The second anomalous result is at the 10% concentration. The times were 600, 750 and 630 seconds; 750 being clearly longer than the other two.
There are many reasons that I may have had slightly inaccuracies leading to anomalous results. Such as the fact that the amounts I was measuring were very small, and I could have accidentally used too much or to little of the substrate and or the enzyme. Also it was quite hard to tell when the iodine didn’t react anymore, as the colour changes towards the end were very slight. I may have cut the experiment short by not seeing the colour change, or waiting to long thinking it would go slightly lighter. The drops from the pipette of the amount of iodine as well as the solution may have also varied in size. With more iodine, it takes less time for it to stay orange. With less iodine it takes longer. Vis versa happens for the solution when added to the iodine.
Errors
The main sources of error were probably the amounts of enzyme and substrate I measured, and the exact length of time, 30 seconds, between each reading. The amounts I measured were small and therefore hard to get perfectly, and it was hard to get a blob of the solution exactly every 30 seconds. I may have taken the blobs anywhere between 29-31 seconds. Although this isn’t a large time difference it may have made a significant difference in my results. The main source of error was definitely measuring the small amounts of enzyme and substrate.
The method I used assumed the readings would be to a great degree of accuracy; however the results I got weren’t totally inaccurate because the three different readings of each concentration are all very similar.
Because of these small errors, my results will be affected in that the reaction rate could be slightly faster or slower.
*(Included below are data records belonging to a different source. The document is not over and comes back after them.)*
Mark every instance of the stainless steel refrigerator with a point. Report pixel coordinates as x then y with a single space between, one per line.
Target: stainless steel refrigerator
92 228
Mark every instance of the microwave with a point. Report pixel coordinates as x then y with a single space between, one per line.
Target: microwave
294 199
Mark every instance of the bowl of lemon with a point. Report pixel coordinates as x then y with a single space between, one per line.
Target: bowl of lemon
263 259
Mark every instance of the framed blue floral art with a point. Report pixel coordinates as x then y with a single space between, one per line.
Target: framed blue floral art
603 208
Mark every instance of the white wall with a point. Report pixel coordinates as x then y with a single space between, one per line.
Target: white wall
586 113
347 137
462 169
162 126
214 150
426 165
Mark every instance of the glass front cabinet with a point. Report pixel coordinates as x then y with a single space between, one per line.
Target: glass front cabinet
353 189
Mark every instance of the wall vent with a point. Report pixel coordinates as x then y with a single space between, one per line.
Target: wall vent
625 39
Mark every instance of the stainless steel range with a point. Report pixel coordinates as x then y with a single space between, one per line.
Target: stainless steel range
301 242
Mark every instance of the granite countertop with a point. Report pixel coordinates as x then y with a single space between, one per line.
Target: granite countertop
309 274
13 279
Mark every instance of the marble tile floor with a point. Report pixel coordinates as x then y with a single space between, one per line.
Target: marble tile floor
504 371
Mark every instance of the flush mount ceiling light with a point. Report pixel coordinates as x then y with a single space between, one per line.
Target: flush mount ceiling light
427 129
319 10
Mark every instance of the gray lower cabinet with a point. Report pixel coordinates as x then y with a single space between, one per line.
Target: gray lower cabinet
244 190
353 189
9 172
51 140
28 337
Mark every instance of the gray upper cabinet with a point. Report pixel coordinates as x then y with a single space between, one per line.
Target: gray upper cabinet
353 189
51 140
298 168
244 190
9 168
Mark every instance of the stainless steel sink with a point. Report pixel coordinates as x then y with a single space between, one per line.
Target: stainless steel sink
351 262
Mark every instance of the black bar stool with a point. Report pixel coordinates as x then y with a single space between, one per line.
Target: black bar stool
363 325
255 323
The amount of iodine in the blobs and the amount of solution may have given misleading times of when the experiment had finished.
To improve and make the experiment better I could do more readings closer together, e.g. 95%, 90%, 85% etc. I could also use bigger amount, instead of 5ml of starch I could use 10, and 20 of varying amount of enzyme and water. This would make it easier to measure the amounts. Time was a hard variable to control. And therefore I could do an experiment on a different factor such as pH.
To make even more improvements I could make sure the solution is fresh and not already made up. I could use pH paper with all the experiments to make sure they are all at 7. I could find a different method of finding out if they still contain starch, as iodine is a bit unreliable and compare the results with graphs.
Reliability
The results are quite reliable since I did the experiment 3 times with each concentration. The results are all similar in the times. The times are usually the same, or only vary 30 seconds either way. However I repeated the tests one after another, and therefore the same “error” could have occurred in all three of the tests. To improve I could do another set of repeats but at a different time, to see if they still have the same results.
The results I have agree with my original prediction, scientific background and conclusion and therefore are accurate to a degree. Although I cannot say if my results are correct and that if I do the experiment again they will always be those exact results, they show the correct trend and look reasonable.